Shane Lowry insists he’s sick of talking about his bid to make the world’s Top 50 and fully focussed on crowing his best season as professional by clinching his third European Tour win in the DP World Tour Championship, Dubai.
The Offaly ace suffered a final round implosion in last week’s Turkish Airlines Open when he dropped five shots in two holes immediately after grabbing a share of the lead.
Ignoring the elephant in the room has become impossible for the 27-year old world No 52, who limped home tied for 25th in Antalya.
He needs a Top-13 finish on the Earth Course at Jumeirah Golf Estates to make the world rankings move that would guarantee him a Masters debut next April.
And he can think of no better way of doing it than notching up the European Tour win his 2014 richly deserves.
With world No 1 Rory McIlroy determined to walk away with both the Harry Vardon and the DP World Tour Championship trophies on Sunday, it’s big ask for Lowry.
But he believes the simply focussing on playing good golf will help him get over the mental barrier of the top-50 and head to Sun City for the Nedbank Golf Challenge next week with a spring in his step.
“I am kind of sick talking about it to be honest,” Lowry said of his world rankings quest. “I am sick thinking about it. It is something that is there now and I am just going to have to deal with it. I am just going to have to go and play well.
“I just have to go and play golf. Simple as that. It is like every week. I want to go and play well every week I play. Even today, I am probably going to play GMac for a few quid and I am going to want to play well today. That is just the way it is.

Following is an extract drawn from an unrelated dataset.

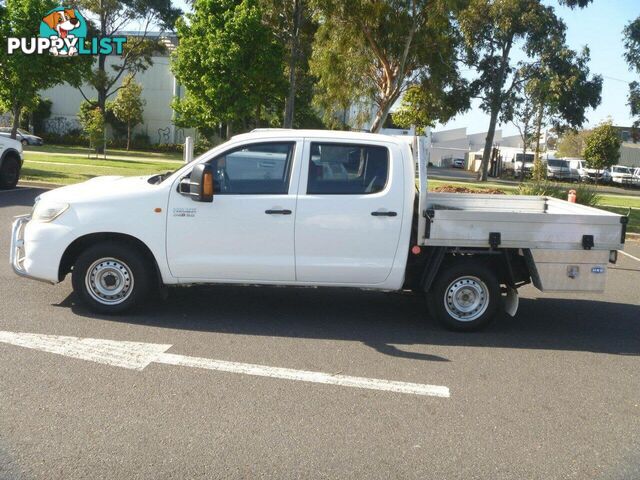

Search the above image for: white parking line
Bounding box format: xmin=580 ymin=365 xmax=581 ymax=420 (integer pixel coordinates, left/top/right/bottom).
xmin=0 ymin=187 xmax=35 ymax=193
xmin=0 ymin=331 xmax=450 ymax=398
xmin=618 ymin=250 xmax=640 ymax=262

“I’ve just got to try and play well. Try and win. To be honest, I want to win. I spoke to [my coach] Neil [Manchip] about it and I think it is the only thing that this year is missing. This would be a great week to do it.”
Lowry took Tuesday off to see his parents after a long stretch on the road and feels recharged and ready to go.
Drawn with stablemate Ross Fisher, he said: “I think I will be alright this week.”
Having played his first four holes of the final round in four under last week, hitting a five iron to two feet at the fourth to set up an eagle three and snatch a share of the lead, he found what happened next hard to take.
Having jokingly mimed throwing his club in the lake after his wondershot, recalling how he’d threatened to dump the club after a poor shot in China the previous week, he promptly used the same club at the par-three fifth and found the lake, running up a triple bogey six there before carding a double bogey six at the sixth to kiss the title goodbye.
The five iron nearly went missing in China,” he said of his mock gesture on the fourth. “It was the first time I’d hit it since.”
Recalling how he felt about his rollercoaster, he said: “You go from one of the biggest highs to one of the biggest lows ever. It was tough to deal with. I had been playing lovely all week, I had been seeing shots and putting quite nicely. Then all of a sudden that happens and I couldn’t see a shot or see a putt going in.
“I felt like I played okay after that but for those two holes. But listen, it happened and I can’t do anything about it now. Unfortunately, it is not the last time it is going to happen in my career. It is (getting use to it). It is (a nice problem to have). It happened. I am over it now. It’s something I’m not going to dwell on and I will just try to look forward to it tomorrow.”
Reminded it is never the club that’s to blame, he smiled and said: “No. It’s always the indian, never the arrow.”
Getting things right mentally is Lowry’s big goal this week but with coach Neil Manchip by his side, he’s thinking clearly again and ready to hit the bullseye.